日本第二の大都市「大阪」をめぐり先日、発表された衝撃の調査結果。

大阪市のマンションの値上がり率が、世界の主要都市の中で1位だったというのです。

今、大阪の不動産に何が起きているのか。

その実態を探るため取材班は関西でタワーマンションの売買をしている会社を取材。

案内してくれたのはグランフロント大阪に隣接するマンションの部屋です。

【TOWERZ仲介事業部 黒岩晃平係長】「最近話題のグラングリーンが眺望として見ていただけるお部屋になっております」

大阪駅に徒歩圏内と抜群の立地を誇るこちらの物件、そのお値段は?

(Q.どのくらいのお値段なんでしょうか?)
【TOWERZ仲介事業部 黒岩晃平係長】「2億4990万円です」

さすがの価格…しかし、驚くのはまだ早いのです。

【TOWERZ仲介事業部 黒岩晃平係長】「この部屋元々は、全然1億円以下で買えたお部屋でございます」

なんと新築時と比べて3倍以上の価格で取引されているのです。

そしてこういった価格高騰は、グラングリーン大阪の一部が開業した大阪駅の近辺だけではなく、市内中心部の多くのエリアで起きています。

■どのような人が購入するのか? グラングリーン大阪の物件も購入した男性の商談に同席

一体、ここまで高騰した物件をどのような人たちが購入しているのか。

今回、大阪市西区にある不動産業者が、特別に実際の商談に同席させてくれました。

この日訪れたのは30代のマツナガさん(仮名)。

【不動産仲介コモン 武本健太朗代表取締役】「この辺とかって今、大阪で最高層のマンションなので、それのプレミアムフロアなので、ここはね面白いですね」
【マツナガさん】「金額帯かなり高くなってきてますけど…」
【コモン 武本健太朗代表】「3年前とかって1億の壁やったのが、今やっぱ2億~3億ぐらいまで(売れる)。
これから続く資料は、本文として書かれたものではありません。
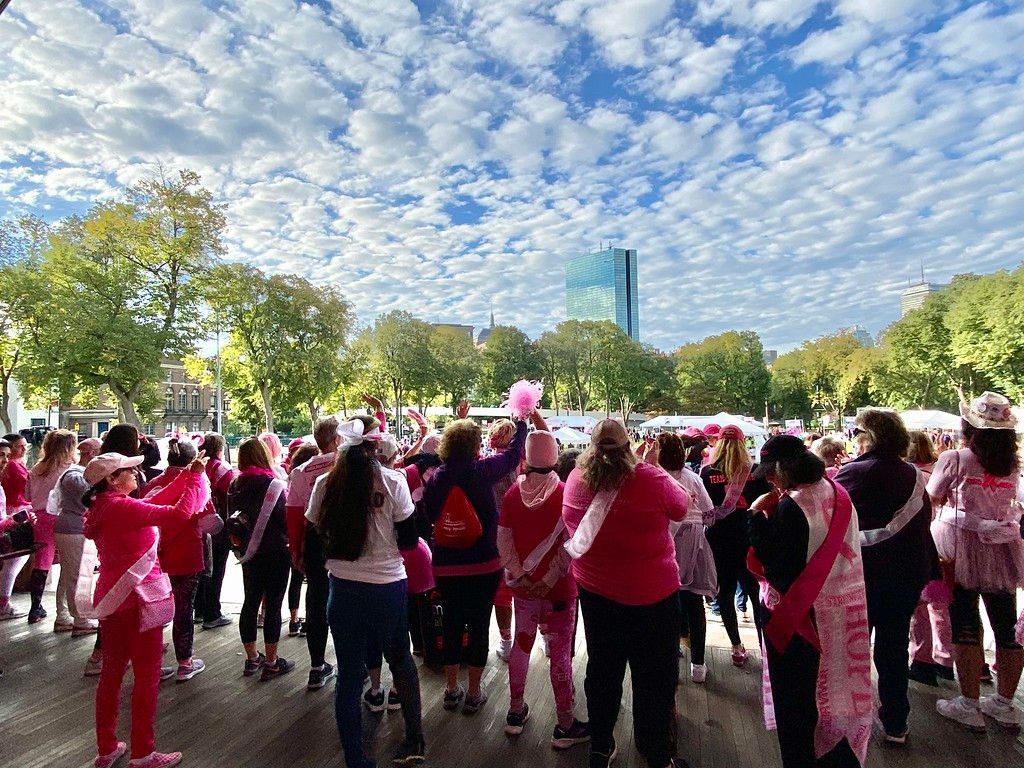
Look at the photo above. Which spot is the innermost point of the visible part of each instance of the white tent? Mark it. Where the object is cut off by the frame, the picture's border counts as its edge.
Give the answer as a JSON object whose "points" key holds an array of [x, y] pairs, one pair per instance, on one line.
{"points": [[930, 420], [750, 427], [569, 436]]}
この辺の価格やったら全然まだまだいけるんじゃないですかね」

マツナガさんは上場企業に勤める会社員。不動産を「資産形成」の一環として売買しています。

【コモン 武本健太朗代表】「あとはこれですね、最近の中津エリア」
【マツナガさん】「いいですねえ。1億2000万円やったらちょうどよくて」
【コモン 武本健太朗代表】「“もの”がめっちゃいいですね。新築の時が7000万円ぐらいかな」

提案されるのは、どこも1億円を超えるような物件ばかり…。

マツナガさんは10年ほど前から投資を始め、これまでの総額で3億円ほどの利益を得ているということです。

【マツナガさん】「梅田(中津)は気になりましたねえ。欲しいですね」

(Q.感覚的にはどれぐらい心引かれてますか?)
【マツナガさん】「これはもう99%欲しいですね。金融機関さんが(融資を)OKって言ってくれれば、今すぐにでも買いたい」

去年はグラングリーン大阪の物件も抽選に当選して購入。

【マンション購入を検討 マツナガさん(30代)】「グラングリーンは本当うれしかったですね。当選したときに、あふれ出た涙が今でも忘れれなくて。当時で1億2000万円ぐらいでした」

(Q.今売ったらいくらぐらいまで)
【マンション購入を検討 マツナガさん(30代)】「聞いてますと2億2000万円とか、だいたい2倍ぐらいになってる話を聞いてます」

■買う客は「大阪、関西の人が大半」 一方外国人は「1割いないぐらい」

(Q.どんな客が多い?)
【不動産仲介コモン 武本健太朗代表取締役】「まず間違いなく多いのは大阪の方、関西の方が買ってることが大半ですね。

海外の方がマンションを買いあさってるっていうことで、結構世間のイメージがあるんですけど、(海外の方は)1割ないぐらいじゃないですかね」

取材を進めると、実際に住む需要に加えて、日本人が資産として買い求めるため、価値が急騰している現状が見えてきました。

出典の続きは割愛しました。